I think it is time to destroy both of these tired arguments:

  • “That’s just how I feel.”
    • I get this one. I feel strongly about lots of issues. It’s the nature of being human, but feelings are terrible guides for rules. Some people feel youth goalkeepers should not be required to wear arm pads during games because they need to learn how to deal with getting whacked in the elbows when they reach an older age level, and elbow pads don’t provide protection against really hard shots and tend to limit a goalkeeper’s movement. That’s the feeling. The reason this rule was put into place is because across the country moms, dads, grandparents, coaches, and players from the opposing team would shout “Elbows! Goalie is out, get him!” whenever a goalkeeper ran out of the crease. Which led to several youth goalkeepers getting their arms bruised and broken. Feelings should never be a reason to disregard safety rules or required equipment, which, contrary to public belief, have solid logic behind them.
  • “They’re ruining the game.”
    • Ah the mysterious cabal of cloaked people who meet in a darkened alcove during a full moon and discuss how best to ruin lacrosse as we know it. The group of which everyone speaks but no one researches is the Men’s Game Rules Subcommittee, and that group is listed on the last page of the 2014 US Lacrosse Boys Youth Lacrosse Rules PDF, and unlike the Illuminati they ask for feedback: “Please send all comments or suggestions regarding the Rules for Boys’ Youth Lacrosse to the US Lacrosse Men’s Game Rules Subcommittee […] to boysyouthrules@uslacrosse.org. Please do not contact NFHS about these rules.” Here is a helpful hint: don’t send emails saying that a rule is stupid. A more reasoned argument is necessary.
    • To the other part of this poor argument – If you believe that the Men’s Game Rules Subcommittee, the NFHS, or the NCAA is trying to ruin the game with new rules then I want to know exactly when the game was perfect. Was it where it needed to be prior to being discovered by French Jesuit missionaries? Or were the rules William George Beers established in 1869 plenty? Wait, I’ve got it. The argument isn’t that the game is being ruined by new rules because if that were true then the game was ruined well before the 20th century. In fact, this really isn’t an argument. It’s just whining.

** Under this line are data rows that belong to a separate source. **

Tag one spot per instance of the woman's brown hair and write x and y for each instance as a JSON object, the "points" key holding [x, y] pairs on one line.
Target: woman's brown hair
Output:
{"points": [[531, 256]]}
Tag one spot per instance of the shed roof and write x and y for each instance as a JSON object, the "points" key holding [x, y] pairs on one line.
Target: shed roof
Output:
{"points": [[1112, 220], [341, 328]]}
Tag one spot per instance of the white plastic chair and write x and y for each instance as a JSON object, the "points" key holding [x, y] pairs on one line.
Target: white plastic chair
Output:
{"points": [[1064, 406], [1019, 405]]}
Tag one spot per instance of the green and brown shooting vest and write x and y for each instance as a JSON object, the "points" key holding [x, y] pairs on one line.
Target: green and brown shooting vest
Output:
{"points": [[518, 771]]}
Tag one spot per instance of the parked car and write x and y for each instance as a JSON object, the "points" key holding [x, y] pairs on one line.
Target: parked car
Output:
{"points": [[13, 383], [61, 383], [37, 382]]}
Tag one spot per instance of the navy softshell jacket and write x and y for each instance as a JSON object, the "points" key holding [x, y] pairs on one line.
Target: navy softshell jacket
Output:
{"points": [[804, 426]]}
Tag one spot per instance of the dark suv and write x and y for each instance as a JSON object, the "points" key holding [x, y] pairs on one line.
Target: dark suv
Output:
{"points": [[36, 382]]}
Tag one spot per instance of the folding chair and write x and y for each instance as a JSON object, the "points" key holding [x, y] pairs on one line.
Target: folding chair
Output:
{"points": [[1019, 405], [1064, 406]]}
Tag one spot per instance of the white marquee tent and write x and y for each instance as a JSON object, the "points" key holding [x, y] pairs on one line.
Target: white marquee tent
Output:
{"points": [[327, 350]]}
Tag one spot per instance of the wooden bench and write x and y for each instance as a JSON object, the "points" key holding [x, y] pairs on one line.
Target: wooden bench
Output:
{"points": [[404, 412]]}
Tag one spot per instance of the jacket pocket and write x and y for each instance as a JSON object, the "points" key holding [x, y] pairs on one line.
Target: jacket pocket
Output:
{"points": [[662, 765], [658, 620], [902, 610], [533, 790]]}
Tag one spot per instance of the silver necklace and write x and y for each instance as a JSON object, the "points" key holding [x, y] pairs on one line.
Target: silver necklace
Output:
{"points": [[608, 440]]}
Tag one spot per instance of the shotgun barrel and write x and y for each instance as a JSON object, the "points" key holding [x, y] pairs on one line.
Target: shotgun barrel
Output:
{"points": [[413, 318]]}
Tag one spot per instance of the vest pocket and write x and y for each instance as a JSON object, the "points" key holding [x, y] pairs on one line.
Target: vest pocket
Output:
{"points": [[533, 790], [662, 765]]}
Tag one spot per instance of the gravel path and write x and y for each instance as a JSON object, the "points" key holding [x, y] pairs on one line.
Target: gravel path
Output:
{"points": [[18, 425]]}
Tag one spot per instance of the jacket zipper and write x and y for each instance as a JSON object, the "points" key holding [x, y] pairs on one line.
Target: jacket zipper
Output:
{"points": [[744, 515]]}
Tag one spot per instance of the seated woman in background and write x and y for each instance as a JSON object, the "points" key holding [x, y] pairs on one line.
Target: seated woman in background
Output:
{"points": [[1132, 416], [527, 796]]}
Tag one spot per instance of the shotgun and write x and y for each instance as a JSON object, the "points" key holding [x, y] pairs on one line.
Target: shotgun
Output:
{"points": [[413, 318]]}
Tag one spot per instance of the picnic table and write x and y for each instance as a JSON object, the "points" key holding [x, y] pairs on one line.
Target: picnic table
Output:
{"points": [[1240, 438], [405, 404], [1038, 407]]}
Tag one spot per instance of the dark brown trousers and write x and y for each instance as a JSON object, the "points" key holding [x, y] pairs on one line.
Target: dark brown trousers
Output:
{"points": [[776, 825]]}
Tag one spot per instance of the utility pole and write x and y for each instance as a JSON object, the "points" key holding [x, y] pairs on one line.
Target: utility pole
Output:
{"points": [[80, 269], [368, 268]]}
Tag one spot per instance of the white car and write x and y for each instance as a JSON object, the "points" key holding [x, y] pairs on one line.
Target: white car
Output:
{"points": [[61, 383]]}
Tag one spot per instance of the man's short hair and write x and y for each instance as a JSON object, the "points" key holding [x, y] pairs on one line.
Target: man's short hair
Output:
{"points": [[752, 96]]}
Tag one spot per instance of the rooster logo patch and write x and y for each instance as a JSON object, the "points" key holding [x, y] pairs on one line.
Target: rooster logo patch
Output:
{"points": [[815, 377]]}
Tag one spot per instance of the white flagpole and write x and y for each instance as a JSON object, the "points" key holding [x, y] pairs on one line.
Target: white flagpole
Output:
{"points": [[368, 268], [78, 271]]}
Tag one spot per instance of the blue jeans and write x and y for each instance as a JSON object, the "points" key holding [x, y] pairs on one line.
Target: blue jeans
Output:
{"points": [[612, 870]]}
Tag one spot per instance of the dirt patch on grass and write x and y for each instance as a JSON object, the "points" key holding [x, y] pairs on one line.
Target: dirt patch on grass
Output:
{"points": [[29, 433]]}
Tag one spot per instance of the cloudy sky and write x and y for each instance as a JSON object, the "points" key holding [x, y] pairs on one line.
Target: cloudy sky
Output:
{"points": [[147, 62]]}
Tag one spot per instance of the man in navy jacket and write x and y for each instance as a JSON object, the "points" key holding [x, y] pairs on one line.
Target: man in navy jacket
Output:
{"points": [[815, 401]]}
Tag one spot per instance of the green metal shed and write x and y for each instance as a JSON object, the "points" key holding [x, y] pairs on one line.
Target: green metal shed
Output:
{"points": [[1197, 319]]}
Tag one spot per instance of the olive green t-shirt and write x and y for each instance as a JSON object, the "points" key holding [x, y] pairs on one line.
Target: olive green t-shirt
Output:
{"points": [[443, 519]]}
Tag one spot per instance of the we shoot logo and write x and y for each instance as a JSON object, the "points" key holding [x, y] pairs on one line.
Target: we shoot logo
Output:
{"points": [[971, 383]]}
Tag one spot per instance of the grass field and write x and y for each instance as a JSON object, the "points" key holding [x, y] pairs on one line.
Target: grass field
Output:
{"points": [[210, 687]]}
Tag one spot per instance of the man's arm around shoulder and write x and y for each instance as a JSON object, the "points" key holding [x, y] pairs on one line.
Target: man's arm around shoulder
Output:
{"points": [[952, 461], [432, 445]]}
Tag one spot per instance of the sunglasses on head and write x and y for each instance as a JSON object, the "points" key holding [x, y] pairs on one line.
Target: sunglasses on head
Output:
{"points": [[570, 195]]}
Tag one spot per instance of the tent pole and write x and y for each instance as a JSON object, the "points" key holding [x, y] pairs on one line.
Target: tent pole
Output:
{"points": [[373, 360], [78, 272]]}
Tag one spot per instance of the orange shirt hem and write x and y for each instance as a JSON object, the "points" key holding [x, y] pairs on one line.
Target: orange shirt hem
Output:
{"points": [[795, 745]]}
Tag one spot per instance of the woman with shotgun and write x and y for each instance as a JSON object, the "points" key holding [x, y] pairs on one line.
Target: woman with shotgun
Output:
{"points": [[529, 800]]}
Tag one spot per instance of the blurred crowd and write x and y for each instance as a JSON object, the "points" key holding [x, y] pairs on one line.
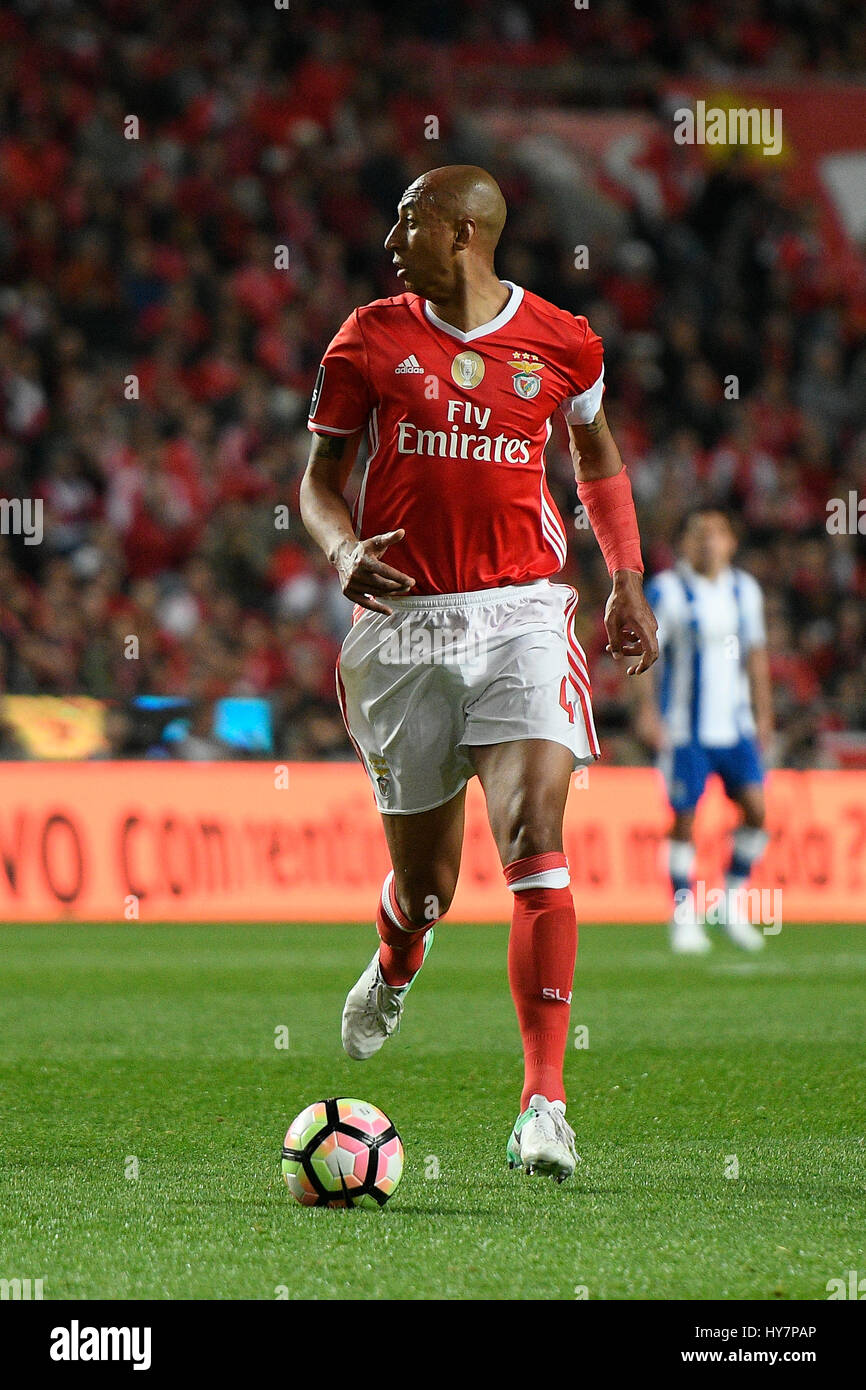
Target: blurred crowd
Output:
{"points": [[170, 285]]}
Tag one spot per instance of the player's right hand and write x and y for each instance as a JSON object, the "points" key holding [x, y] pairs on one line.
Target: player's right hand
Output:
{"points": [[363, 576]]}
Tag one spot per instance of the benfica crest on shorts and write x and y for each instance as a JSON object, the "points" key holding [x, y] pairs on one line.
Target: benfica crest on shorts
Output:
{"points": [[527, 382], [380, 769]]}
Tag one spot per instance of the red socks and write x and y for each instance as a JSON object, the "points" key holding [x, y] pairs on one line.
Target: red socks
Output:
{"points": [[401, 941], [542, 948]]}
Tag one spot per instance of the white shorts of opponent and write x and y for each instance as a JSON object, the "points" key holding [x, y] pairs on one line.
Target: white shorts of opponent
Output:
{"points": [[448, 672]]}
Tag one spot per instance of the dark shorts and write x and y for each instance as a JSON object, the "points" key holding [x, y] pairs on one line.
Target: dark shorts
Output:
{"points": [[687, 769]]}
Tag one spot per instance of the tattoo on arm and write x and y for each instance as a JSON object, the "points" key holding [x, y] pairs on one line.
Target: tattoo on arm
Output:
{"points": [[595, 426], [328, 446]]}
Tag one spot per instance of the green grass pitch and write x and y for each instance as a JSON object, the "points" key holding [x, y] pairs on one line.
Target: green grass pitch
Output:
{"points": [[157, 1044]]}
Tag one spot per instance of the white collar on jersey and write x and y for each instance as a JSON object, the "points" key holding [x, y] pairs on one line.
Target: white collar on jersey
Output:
{"points": [[502, 317]]}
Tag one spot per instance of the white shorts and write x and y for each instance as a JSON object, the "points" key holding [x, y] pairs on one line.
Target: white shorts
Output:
{"points": [[449, 672]]}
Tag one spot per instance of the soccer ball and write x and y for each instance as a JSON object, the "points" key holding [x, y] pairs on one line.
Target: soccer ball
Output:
{"points": [[342, 1153]]}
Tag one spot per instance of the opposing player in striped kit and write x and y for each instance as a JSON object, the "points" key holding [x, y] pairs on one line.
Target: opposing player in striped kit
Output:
{"points": [[713, 713], [462, 659]]}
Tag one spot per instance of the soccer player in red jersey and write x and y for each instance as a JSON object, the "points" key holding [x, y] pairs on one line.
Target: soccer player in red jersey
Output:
{"points": [[462, 659]]}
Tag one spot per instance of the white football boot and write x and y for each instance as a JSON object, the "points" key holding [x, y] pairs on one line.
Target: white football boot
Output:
{"points": [[542, 1141], [373, 1009], [737, 926]]}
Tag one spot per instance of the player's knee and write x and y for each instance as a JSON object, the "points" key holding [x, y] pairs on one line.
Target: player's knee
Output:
{"points": [[527, 834], [426, 900]]}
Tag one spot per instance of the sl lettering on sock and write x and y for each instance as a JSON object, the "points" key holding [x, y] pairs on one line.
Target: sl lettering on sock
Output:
{"points": [[542, 948]]}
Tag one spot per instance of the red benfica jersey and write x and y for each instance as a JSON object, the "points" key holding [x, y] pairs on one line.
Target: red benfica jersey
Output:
{"points": [[458, 426]]}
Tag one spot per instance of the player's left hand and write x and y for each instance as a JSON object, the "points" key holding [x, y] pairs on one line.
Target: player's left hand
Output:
{"points": [[630, 622]]}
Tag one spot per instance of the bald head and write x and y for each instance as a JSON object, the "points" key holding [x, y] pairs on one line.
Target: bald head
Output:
{"points": [[459, 193], [445, 235]]}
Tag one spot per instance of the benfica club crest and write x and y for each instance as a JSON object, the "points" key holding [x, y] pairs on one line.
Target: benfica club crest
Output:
{"points": [[527, 380]]}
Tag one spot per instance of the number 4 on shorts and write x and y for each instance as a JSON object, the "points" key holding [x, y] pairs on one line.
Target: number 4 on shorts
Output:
{"points": [[563, 699]]}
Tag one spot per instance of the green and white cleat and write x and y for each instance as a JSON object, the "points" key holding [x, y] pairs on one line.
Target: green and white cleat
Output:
{"points": [[542, 1141], [373, 1009]]}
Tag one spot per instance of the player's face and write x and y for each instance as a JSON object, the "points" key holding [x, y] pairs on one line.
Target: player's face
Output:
{"points": [[709, 542], [423, 249]]}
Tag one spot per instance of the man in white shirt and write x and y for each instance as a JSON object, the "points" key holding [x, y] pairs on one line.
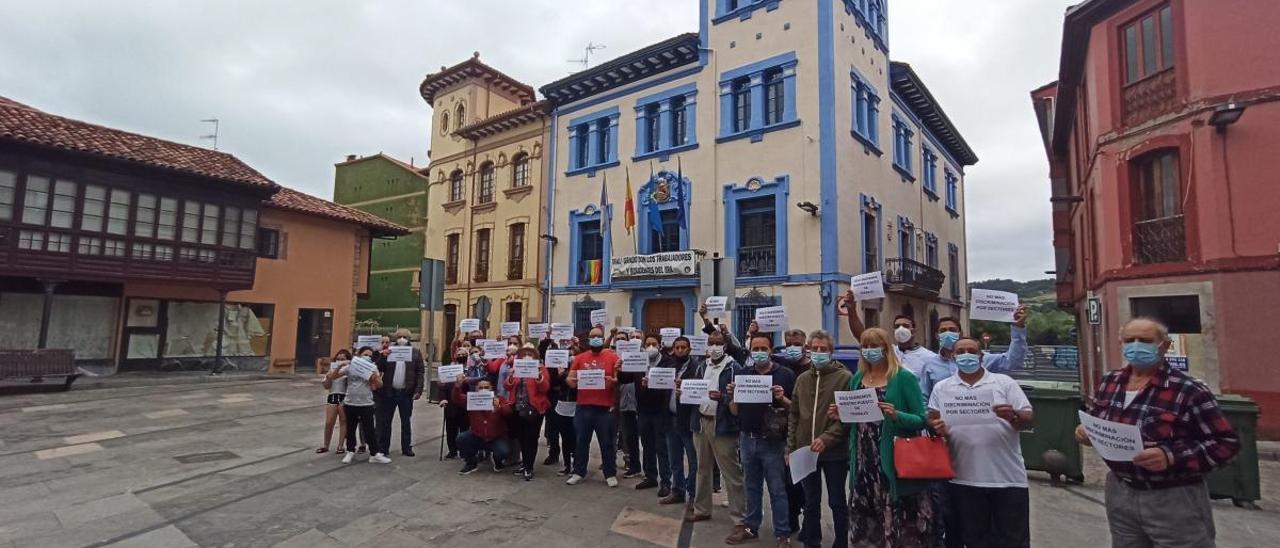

    • The one gripe I hear the most is that “they’re ruining the game by taking out hitting.” I hate to burst the bubble of these individuals, but William Beers, who wrote the first standard rules of lacrosse, stated that: “‘The perfection of checking is to check without hitting your opponent’ and that actually hitting an opponent with a check [or body] was indicative of bad or unskillful play (178, 201).” Hitting was never in the game to start with as a legal action and happened to be looked down upon. So in a sense, the game was ruined by the introduction of hitting, and all these groups are trying to do is make a contact sport as safe as possible for your child to play. What a horrible group of people.

The rules are going to change. The only reason I don’t like the rules changing is that it’s more work for me. I have to read each book and study up on how to apply new rules as fairly as possible while remembering the numerous exceptions to the old ones, but I don’t reflexively say “that’s stupid” when I come across a rule I personally disagree with because that accomplishes nothing. Do some research, come up with a better argument and then we’ll talk.